Think about the last time you signed up for a new app. You tapped “I Agree” without reading a word, and moved on. That data — your name, phone number, location, maybe your spending habits — went somewhere. Until 2023, there was no law in India that clearly said where it could go, who could use it, or for how long. Data flowed freely, and individuals had no formal recourse. The Digital Personal Data Protection Act 2023 exists because that gap had become too large to ignore.

The foundation was laid in 2017, when the Supreme Court’s Puttaswamy judgment declared privacy a fundamental right. But a fundamental right without a corresponding law is like a constitutional promise without a delivery mechanism. For six years after that judgment, India’s digital economy grew at a remarkable pace — UPI transactions, health records, e-commerce behaviour, telecom data — all of it accumulating with no unified framework to govern its use. The DPDPA 2023 is that framework finally arriving.

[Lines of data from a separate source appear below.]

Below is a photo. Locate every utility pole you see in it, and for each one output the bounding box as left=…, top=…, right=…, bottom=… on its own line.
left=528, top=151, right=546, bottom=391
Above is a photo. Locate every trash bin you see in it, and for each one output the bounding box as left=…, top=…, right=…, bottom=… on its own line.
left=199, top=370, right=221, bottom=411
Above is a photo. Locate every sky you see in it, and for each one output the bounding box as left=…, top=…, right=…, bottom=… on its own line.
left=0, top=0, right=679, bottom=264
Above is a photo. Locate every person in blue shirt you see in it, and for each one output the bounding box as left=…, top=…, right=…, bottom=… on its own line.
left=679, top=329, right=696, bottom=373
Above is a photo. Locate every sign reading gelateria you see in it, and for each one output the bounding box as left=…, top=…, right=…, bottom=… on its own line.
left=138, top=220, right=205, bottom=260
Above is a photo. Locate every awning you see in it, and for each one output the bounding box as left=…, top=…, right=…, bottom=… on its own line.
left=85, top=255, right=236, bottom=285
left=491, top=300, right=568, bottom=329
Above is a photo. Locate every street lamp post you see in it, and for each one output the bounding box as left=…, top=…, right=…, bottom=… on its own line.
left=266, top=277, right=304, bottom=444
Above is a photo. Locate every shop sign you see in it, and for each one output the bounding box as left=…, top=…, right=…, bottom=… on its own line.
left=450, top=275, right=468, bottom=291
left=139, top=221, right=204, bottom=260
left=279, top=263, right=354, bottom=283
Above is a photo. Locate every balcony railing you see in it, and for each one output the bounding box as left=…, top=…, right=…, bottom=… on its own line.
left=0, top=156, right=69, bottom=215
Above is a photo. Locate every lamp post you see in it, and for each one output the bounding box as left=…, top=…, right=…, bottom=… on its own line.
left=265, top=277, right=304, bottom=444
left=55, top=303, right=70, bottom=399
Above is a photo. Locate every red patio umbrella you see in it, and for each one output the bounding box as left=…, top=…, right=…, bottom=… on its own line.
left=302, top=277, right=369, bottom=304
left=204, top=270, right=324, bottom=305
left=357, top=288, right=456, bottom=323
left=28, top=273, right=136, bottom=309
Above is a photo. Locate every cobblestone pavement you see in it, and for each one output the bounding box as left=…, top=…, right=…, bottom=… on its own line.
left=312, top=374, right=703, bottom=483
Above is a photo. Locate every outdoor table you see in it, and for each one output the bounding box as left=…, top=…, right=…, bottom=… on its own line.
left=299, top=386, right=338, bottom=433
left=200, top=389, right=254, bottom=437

Why India Needed a Data Protection Law

What makes this law significant is not just that it exists, but what it signals. India is formally saying that personal data belongs to the individual it describes, that its use must be governed, and that the entities handling it carry real responsibility. For a country where digital adoption has outpaced digital literacy, this law is less about restriction and more about establishing the basic rules of a game that has been played without a rulebook for far too long.